When the landowner comes, will he find any fruit?

Now today's readings make us ask ourselves, What about me, what does God find when he looks into my heart and looks for fruit there? Are there sweet grapes or sour grapes, if there is any fruit at all? I am always struck by a beautiful prayer which reminds us how much is expected from whom much has been given, and how we are not any different from so many other modern-day saints: Oscar Romero, Mother Teresa, John Paul II - after all, haven't we all been given the same Word, graced by the same Spirit and nourished at the same table? We have been forgiven by God, but do others find forgiveness in our hearts, or do they find judgement and condemnation instead? We have been loved generously and freely by God, but do our actions reflect this reality or are we stingy with our resources: with our time, with our friendships and with our sense of welcoming strangers?

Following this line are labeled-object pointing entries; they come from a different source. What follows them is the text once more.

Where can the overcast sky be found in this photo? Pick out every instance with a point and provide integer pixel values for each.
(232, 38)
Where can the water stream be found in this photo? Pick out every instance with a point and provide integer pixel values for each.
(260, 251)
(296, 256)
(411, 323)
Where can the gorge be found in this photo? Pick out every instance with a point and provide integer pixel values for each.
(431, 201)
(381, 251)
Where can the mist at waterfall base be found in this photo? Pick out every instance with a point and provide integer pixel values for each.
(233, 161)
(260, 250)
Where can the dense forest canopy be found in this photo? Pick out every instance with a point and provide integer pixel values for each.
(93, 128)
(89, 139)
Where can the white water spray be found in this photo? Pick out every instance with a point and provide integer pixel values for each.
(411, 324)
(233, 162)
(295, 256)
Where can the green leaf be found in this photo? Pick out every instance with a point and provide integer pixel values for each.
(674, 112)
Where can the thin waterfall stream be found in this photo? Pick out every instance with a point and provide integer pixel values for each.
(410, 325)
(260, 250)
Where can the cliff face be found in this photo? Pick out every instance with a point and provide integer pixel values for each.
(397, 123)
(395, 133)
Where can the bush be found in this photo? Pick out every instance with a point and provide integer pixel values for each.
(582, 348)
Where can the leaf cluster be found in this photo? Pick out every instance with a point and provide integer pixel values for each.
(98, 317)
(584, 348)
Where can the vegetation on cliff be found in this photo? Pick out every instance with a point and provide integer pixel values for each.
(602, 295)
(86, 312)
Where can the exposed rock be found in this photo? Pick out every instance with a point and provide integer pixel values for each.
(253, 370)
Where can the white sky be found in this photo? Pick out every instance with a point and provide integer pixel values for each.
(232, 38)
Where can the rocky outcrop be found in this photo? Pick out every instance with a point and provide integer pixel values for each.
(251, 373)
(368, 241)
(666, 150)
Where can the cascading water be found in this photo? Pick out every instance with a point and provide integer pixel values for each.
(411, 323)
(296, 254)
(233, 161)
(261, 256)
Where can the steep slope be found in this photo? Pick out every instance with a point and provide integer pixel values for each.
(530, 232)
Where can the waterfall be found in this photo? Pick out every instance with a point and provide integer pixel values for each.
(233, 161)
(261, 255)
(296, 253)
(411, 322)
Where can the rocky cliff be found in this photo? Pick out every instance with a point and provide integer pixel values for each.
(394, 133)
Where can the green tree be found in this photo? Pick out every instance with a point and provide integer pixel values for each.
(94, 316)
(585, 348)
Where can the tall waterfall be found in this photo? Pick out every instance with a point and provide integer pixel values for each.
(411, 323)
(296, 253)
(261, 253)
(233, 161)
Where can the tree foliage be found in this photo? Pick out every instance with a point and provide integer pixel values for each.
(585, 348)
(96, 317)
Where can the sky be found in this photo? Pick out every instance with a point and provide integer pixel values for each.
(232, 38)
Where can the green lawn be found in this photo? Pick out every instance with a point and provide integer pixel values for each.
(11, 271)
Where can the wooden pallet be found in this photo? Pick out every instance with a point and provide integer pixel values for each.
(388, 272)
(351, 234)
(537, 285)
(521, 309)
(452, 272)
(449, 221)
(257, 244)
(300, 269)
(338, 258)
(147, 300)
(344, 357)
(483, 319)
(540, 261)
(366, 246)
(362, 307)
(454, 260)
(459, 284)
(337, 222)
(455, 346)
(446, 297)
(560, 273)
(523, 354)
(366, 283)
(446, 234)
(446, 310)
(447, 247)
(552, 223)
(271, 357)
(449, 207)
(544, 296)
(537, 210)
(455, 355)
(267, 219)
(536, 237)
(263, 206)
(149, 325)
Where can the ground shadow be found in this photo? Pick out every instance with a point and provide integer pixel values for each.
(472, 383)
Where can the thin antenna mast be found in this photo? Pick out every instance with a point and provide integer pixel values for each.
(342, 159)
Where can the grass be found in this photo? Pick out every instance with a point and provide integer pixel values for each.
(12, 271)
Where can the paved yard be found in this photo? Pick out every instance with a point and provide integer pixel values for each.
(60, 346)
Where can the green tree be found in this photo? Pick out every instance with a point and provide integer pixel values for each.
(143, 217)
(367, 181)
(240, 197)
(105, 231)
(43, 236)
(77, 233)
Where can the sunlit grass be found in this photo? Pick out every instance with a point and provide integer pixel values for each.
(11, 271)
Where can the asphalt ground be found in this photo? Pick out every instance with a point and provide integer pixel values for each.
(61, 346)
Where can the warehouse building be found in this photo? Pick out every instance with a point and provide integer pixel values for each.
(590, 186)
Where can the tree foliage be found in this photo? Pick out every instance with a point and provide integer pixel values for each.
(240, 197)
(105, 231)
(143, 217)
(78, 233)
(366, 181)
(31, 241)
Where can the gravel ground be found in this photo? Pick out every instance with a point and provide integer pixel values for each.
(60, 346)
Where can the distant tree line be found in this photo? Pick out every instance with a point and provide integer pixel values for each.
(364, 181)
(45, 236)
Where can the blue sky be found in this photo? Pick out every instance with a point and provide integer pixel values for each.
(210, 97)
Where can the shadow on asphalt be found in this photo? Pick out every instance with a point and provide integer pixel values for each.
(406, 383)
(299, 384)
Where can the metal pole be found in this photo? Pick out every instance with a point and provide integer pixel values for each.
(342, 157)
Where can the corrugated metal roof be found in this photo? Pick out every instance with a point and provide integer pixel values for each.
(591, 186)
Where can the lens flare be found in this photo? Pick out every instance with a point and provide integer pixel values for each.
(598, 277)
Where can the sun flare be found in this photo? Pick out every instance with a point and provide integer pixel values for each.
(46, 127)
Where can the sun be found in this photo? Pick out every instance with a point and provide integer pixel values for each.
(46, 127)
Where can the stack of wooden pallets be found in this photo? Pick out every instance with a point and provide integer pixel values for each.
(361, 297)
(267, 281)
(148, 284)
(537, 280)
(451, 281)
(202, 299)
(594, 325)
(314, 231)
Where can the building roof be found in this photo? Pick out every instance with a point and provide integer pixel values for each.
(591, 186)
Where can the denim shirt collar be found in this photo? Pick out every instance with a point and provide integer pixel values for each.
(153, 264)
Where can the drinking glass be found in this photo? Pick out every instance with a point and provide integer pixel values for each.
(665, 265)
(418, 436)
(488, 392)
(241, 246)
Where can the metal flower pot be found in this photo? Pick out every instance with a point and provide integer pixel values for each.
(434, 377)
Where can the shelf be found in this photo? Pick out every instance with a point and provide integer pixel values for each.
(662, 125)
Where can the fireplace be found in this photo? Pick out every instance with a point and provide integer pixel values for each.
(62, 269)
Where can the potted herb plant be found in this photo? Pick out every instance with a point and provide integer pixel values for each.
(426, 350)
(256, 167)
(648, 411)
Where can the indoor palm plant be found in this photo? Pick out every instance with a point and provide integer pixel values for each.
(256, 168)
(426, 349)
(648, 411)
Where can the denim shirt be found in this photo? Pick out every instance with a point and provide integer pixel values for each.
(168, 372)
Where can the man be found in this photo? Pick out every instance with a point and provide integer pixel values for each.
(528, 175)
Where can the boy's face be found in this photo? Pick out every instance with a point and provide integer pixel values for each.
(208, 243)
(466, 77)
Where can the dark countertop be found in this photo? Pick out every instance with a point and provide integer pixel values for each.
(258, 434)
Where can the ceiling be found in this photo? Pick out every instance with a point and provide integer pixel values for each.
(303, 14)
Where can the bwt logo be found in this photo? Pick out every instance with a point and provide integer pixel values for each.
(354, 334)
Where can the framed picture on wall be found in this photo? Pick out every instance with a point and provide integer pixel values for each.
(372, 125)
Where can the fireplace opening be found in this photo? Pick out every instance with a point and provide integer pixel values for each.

Jesus' listeners condemn themselves

It is interesting to note how this time it is as though Jesus is setting a trap for his listeners. They condemn those who got rid of the landowner's servants, and of the landowner's son. But then Jesus helps them realise that they are not better and that that is exactly what they are doing. And this got me thinking: how many times do I do the same thing as well buy closing the door to so many opportunities that the Lord gives me to grow and to bear fruit? How many times do I put up a "No Entry" sign in certain areas of my life, areas where Jesus just cannot enter? He is welcome all the areas of my life except those one or two areas I prefer to keep hidden from him.

The cornerstone - or rather, the keystone

But then here is where the saving power of Jesus comes in. That same rejection, which Jesus calls the "cornerstone" referring to himself builds a new people which will ultimately bear good fruit. What is this cornerstone? We can think of it at the keystone, which is that oddly-shaped stone right at the centre of any arch or bridge. It stands out from all the other stones, because it is usually of a different size, with slanting sides. In fact the builders fashion it out of the stones that they would have discarded precisely because it is unlike the other stones. Our same rejection of Jesus makes us aware of how much we need Jesus to produce good fruit. It is through his dying on the cross that we can now have life. This is what makes us a new people, whom Jesus says will now tend the vineyard and produce good and abundant fruit.

Resolution

Like the builders, we must return to the stone that we rejected, Jesus himself, and allow him to be the cornerstone, the keystone of our lives. We do not need own any vineyards or have green fingers to produce good fruit. We only need to open the doors wide for Christ and take down the no-entry signs from those corners in our lives. Then the vine planed in us will produce fruit, good fruit, sweet and abundant for us to enjoy and for the enjoyment of our brothers and sisters.